Au début du spectacle, Yan Duyvendak explicite les règles du jeu et annonce qu’on déléguera le choix du verdict à une dizaine de personnes tirées au sort dans le public. Les spectateurs sont donc non seulement invités à réagir émotionnellement au spectacle du procès, mais aussi à unir leurs efforts cognitifs à ceux des magistrats et des comédiens. Ici, la justice est montrée comme une action humaine, administrée par un fragile ensemble d’individus réunis par le hasard. On ne rêve pas à la Justice idéale, on vise une justice possible, une justice suffisamment bonne. Rappelons que dans la pièce de Shakespeare, Hamlet est condamné à mort sans jugement (lui-même ignore la sentence dont le roi délègue l’exécution à son allié anglais). Please, continue (Hamlet) offre l’occasion de réparer ce jugement expéditif et d’évaluer en conscience un acte qui ne fait dans la tragédie l’objet d’aucun examen.
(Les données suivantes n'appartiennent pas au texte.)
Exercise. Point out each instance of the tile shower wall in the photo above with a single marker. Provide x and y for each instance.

À l’inverse de beaucoup de spectacles « à messages » se voulant politiques en prêchant des convaincus, celui-ci offre réellement une expérience politique à ses spectateurs en les mettant aux prises avec l’imprévisibilité des actions et l’inaccessibilité des intentions humaines. À la fin de la soirée, Yan Duyvendak énumère, après l’annonce du verdict, les décisions des jurys précédents : elles varient de l’acquittement à la condamnation à douze ans d’emprisonnement. À ceux qui s’indigneraient d’une telle diversité, rappelons que chaque soir, au gré des improvisations, c’est un autre « Hamlet » qui est jugé.